Introduction
“We are called to be architects of the future, not its victims.” —R. Buckminster Fuller
Emerging new technologies are always feared by some. In 1474, priest Filippo de Strata worried that the “brothel of the printing press” would dilute the quality of information made available to readers. In the mid 1800s, people were concerned the railway would destroy community life. In 1969, Neil Postman and others worried that low quality programming on television would divert viewers from the information that mattered. Yet, despite the fears, and fearmongers, these technologies have emerged to fundamentally change our lives and our world.
We are experiencing the emergence of another transformative new technology: large language models, or LLMs. The most familiar application of LLMs is ChatGPT, powered by the Generative Pre-trained Transformer (GPT) family of language models, but there are other LLMs in development by major tech corporations. Applications like ChatGPT allow a user to ask questions and receive answers in a conversational way. More specifically, ChatGPT and similar tools open new pathways for information discovery. Instead of formulating concise, specific, keyword-based queries to seek information, a user can simply have a conversation with ChatGPT in a more natural way. Results are often returned in context instead of isolated lists of datasets that are ranked by a relevance scheme that may or may not be useful or understandable to a user.

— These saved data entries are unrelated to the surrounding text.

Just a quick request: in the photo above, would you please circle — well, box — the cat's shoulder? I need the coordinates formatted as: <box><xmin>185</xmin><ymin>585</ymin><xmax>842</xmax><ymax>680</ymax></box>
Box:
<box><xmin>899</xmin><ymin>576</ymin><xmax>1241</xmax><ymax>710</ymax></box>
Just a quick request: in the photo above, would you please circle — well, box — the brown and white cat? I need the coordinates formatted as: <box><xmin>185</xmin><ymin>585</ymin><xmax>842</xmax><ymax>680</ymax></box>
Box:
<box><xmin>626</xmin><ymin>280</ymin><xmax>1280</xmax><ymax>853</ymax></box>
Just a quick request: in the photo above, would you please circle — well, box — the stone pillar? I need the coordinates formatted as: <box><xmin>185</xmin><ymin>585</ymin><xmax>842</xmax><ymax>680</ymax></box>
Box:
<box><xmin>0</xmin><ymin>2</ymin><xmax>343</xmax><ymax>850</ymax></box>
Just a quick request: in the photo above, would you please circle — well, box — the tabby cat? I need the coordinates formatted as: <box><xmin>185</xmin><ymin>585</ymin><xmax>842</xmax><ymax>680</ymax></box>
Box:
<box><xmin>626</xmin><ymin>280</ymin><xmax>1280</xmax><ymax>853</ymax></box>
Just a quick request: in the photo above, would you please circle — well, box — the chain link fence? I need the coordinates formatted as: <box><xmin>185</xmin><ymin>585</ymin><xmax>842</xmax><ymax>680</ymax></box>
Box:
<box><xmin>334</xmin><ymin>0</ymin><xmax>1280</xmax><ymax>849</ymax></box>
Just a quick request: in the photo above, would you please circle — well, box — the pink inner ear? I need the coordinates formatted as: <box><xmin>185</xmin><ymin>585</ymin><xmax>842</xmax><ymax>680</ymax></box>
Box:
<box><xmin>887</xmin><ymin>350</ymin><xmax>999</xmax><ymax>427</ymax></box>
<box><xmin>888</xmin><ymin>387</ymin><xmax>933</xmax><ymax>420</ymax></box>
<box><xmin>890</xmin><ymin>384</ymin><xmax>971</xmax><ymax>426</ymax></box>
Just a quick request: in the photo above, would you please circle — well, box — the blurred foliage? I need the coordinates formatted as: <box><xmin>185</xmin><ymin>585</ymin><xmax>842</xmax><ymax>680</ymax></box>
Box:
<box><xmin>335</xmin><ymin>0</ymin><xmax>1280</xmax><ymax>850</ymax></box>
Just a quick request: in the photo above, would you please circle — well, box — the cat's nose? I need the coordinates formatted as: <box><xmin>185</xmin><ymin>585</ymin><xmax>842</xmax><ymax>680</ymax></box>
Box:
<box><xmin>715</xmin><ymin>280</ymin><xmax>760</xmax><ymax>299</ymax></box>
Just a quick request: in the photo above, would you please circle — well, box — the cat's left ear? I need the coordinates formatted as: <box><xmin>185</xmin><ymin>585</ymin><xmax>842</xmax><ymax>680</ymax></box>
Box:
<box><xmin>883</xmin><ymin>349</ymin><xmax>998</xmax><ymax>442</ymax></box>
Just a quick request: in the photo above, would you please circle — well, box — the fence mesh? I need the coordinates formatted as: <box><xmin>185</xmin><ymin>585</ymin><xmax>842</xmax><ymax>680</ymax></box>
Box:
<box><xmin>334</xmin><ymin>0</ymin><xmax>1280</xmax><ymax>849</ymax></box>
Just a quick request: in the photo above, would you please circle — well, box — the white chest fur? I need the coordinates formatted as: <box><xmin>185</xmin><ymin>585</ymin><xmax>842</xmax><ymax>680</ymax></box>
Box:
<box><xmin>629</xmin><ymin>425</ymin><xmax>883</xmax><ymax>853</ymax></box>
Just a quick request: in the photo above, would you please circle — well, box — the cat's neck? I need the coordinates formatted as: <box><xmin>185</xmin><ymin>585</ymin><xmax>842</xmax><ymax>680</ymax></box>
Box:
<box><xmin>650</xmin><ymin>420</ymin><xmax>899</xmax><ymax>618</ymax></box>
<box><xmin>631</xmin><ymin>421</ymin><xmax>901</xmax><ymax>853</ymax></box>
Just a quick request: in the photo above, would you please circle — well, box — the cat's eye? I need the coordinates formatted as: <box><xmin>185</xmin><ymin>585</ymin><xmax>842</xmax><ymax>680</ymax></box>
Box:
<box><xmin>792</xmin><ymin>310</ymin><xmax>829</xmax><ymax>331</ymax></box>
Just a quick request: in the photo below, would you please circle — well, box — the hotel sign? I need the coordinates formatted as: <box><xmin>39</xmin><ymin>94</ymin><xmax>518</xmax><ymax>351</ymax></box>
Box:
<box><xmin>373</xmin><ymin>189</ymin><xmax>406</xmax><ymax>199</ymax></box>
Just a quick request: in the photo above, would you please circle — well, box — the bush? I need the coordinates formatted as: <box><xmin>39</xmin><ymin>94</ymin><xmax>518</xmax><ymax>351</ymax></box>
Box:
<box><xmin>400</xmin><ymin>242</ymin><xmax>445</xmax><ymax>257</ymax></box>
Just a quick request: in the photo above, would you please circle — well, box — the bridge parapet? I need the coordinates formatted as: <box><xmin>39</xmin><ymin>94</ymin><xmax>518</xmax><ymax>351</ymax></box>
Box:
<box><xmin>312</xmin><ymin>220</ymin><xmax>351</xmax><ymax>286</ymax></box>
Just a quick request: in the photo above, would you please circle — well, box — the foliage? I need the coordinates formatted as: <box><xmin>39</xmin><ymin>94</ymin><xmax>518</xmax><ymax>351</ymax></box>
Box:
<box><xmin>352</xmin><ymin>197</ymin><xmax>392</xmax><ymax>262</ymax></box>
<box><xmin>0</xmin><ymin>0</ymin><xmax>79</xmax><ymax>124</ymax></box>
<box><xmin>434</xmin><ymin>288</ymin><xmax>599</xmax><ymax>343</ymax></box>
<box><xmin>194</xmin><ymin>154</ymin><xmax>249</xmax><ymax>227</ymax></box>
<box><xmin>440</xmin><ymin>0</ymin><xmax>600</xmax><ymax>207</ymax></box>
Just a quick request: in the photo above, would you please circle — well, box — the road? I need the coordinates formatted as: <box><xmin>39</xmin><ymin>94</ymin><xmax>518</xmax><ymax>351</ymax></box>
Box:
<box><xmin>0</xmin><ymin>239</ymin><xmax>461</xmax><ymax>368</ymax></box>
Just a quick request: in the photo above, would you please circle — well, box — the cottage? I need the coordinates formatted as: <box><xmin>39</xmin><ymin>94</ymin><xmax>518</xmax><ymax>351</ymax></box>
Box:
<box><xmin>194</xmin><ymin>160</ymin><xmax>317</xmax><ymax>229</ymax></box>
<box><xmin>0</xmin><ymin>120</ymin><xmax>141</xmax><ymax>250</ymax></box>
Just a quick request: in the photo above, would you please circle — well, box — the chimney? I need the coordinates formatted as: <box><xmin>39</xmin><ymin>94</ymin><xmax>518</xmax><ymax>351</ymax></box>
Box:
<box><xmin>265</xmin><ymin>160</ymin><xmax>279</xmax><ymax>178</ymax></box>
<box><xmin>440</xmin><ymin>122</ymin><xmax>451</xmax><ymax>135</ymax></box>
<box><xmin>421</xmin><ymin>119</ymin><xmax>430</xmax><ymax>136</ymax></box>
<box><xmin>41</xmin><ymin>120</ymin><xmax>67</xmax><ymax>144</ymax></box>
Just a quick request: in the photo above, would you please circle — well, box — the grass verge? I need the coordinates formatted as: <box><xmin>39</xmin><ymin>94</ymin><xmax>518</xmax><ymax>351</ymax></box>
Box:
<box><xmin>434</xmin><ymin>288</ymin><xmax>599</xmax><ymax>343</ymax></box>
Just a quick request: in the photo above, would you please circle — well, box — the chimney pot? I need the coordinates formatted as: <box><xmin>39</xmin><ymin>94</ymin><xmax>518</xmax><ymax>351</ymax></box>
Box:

LLMs are promising but pose a number of challenges for science. Because many of these models are generative, they are prone to hallucinations, i.e. making things up in order to give the user an answer. This poses a problem for science, and especially for information providers, who have a responsibility to deliver reasonably trustworthy results to its users. LLMs are built on the shoulders of existing content (not all of which can be properly labeled as ‘giants’) resulting in a number of challenges. Some persistent issues include propagation of bias, lack of attribution to the original content creators and gaps in LLM content coverage due to the passage of time or constraints of the original corpus on which it was trained. Lastly, the development process and the data used for proprietary LLMs is opaque, making it difficult to understand the strengths, weaknesses and gaps in an LLM. These challenges push up against some of the central value systems of science including reproducibility, transparency, attribution and broader movements like open science. While these challenges are real, they should not stop the responsible adoption and use of technologies like LLMs. We stand in a unique position to architect the future of science and its relationship to techniques like LLMs. We should not fall victim to fear but instead work together to define a future that responsibly includes LLMs.
Open Science and AI/LLM Principles
For data systems and programs, AI and LLMs have the potential to transform the three main aspects of open science: increasing accessibility to the scientific process & knowledge, making research & knowledge sharing more efficient and understanding scientific impact. To responsibly and ethically implement LLMs into data systems, principles need to be developed for the entire AI lifecycle. While a number of legislative acts and AI principles already exist, we still lack guiding principles for designing, implementing and operating AI that were developed through the lens of open science. These open science principles must be applied to both developing new models from scratch and reusing existing models.
Given the lack of guiding principles, we propose that open science AI principles can be described as the 5 Ts: Transparency, Trust, Teamwork, Training and Techniques. Transparency emphasizes a commitment to making the models, workflows, data, code and validation techniques open. It also means openly disclosing when LLMs are used in applications. Trust focuses on building trust with the users of the LLM through providing factual answers, providing attribution for answers and reducing bias as much as possible. Teamwork acknowledges that the community is critical in the responsible development and use of LLMs. This T emphasizes the value in collaborating across organizations, sharing resources and ensuring the scientific community can participate in every step of the process. Teamwork with the community can also guarantee that valid use cases are defined for LLMs. Training acknowledges that users must be trained to interact responsibly with LLMs and to understand the strengths and weaknesses of those models. Training focuses on building AI skills like prompt engineering through workshops, documentation and notebooks. Lastly, understanding and monitoring emerging techniques on how LLM applications will be built is critical to ensuring that trustworthiness is built into the design. Techniques like retrieval-augmented generation (RAG) or constitutional AI will be critical in ensuring LLMs are operated in a constrained and trustworthy manner. The rapidly changing nature of AI will require constant monitoring and assessment of emerging techniques that will dictate how we engineer reliable AI applications to support open science.